Fashion

NMV of Luxembourg fashion house GFG increased 19.8% in Q4 FY21


Global Fashion Group (GFG), a leading online fashion and lifestyle destination, delivered a net merchandise value (NMV) of €758 million in the fourth quarter (Q4) of fiscal year 2021 (FY21). , up 19.8% over the same period. This was driven by an increase in average order value, as customers bought more items, and countries with higher average selling prices grew the fastest.

The market grew 42% y/y, reaching 38% NMV. This, coupled with GFG’s broadly stable retail margin, helped boost gross margin by 2 percentage points to 46%. One-time COVID costs from running the fulfillment center along with some additional promotional activities and a weaker trading environment in LATAM mean adjusted EBITDA of €21 million.

“During the second half of 2021, our trading activity on LATAM has come under pressure from weakening consumer sentiment, especially in our largest market, Brazil. This is a large and attractive market and we have a well-established multi-brand platform. We have a clear plan to unlock the potential that includes a new user interface for customers and steps to improve shipping and returns,” GFG said in a press release.

Global Fashion Group (GFG), a leading online fashion and lifestyle destination, delivered a net merchandise value (NMV) of €758 million in the fourth quarter of fiscal 2021, up 19.8% from with the same period. This was driven by an increase in average order value, as customers bought more items, and countries with higher average selling prices grew the fastest.

“Our people are at the heart of our business. We stand with all those affected and support the international community to come together to end the conflict in Ukraine peacefully. Our priority is 1,000 of our colleagues in Ukraine and providing them with essential humanitarian and financial support. We continue to monitor the situation closely and will adjust our approach to support all of our people and businesses in the CIS as best we can.” Christoph Barchewitz and Patrick Schmidt, Co-CEOs of GFGspeak.

“We pride ourselves on the continued agility and efficiency of our global team in delivering results for our financial year 2021. Amid new COVID-19 variants and slow vaccine rollout in most of GFG’s markets, we continue to deliver growth across all of our customer metrics including frequency Orders increased by 9% and increased by 18% in NMV per active customer. . Combined with 24% NMV growth and €14 million adjusted EBITDA, this is a testament to our localization expertise. We remain confident in executing on our strategic priorities to continue our journey to becoming the leading online fashion and lifestyle destination in growing markets,” explains Barchewitz.
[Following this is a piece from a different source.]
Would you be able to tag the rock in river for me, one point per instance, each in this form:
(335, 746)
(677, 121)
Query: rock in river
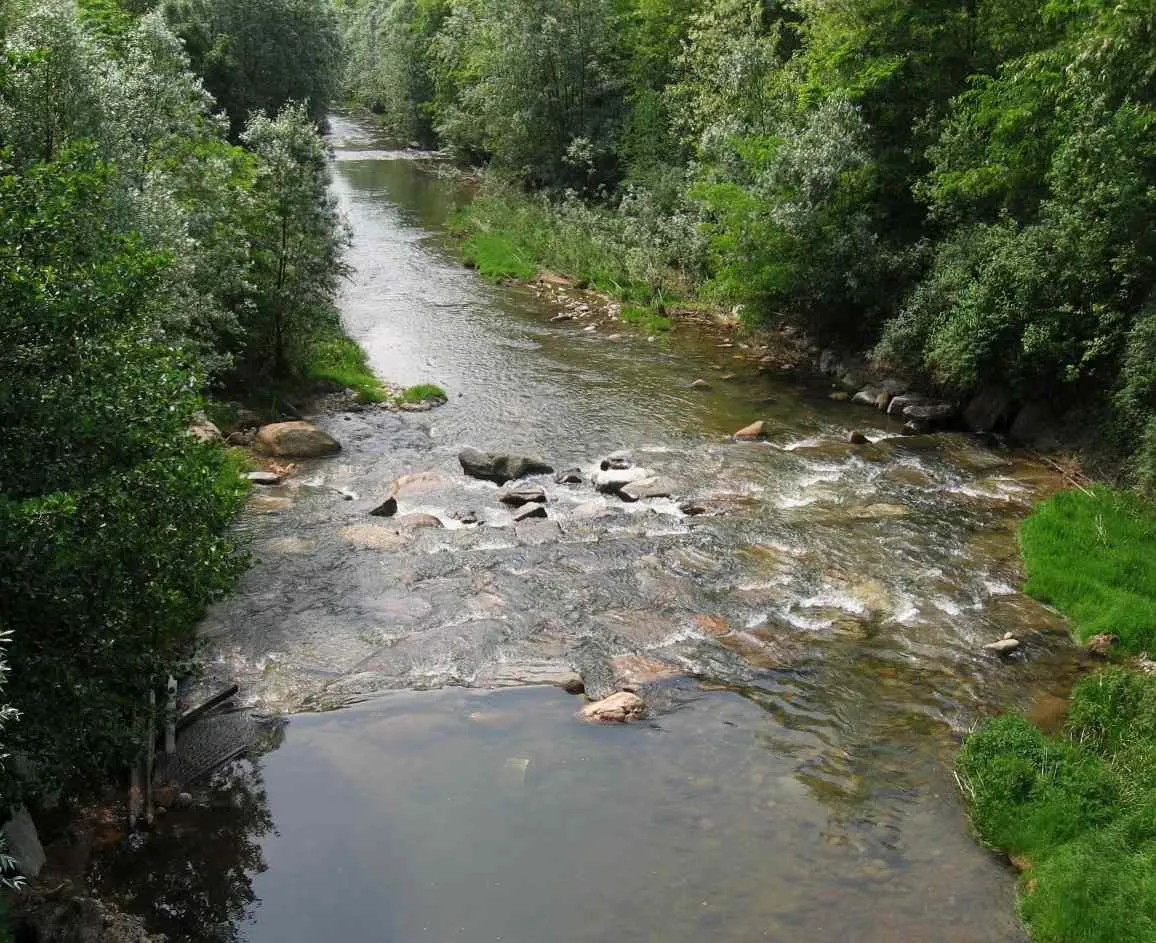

During January and February 2022, the group increased NMV by 23% on a constant currency basis and, with the exception of CIS, increased by 13% NMV. The high level of uncertainty in the CIS regarding future customer demand, the supply of imported products, and potential operational, financial or legal constraints means that the company is currently unable to provide guidance. for fiscal 2022. For the other three regions, the company expects the demand environment seen in H2 2021 to continue through the first six months of 2022 and gradually improve into H2 2022, the statement added.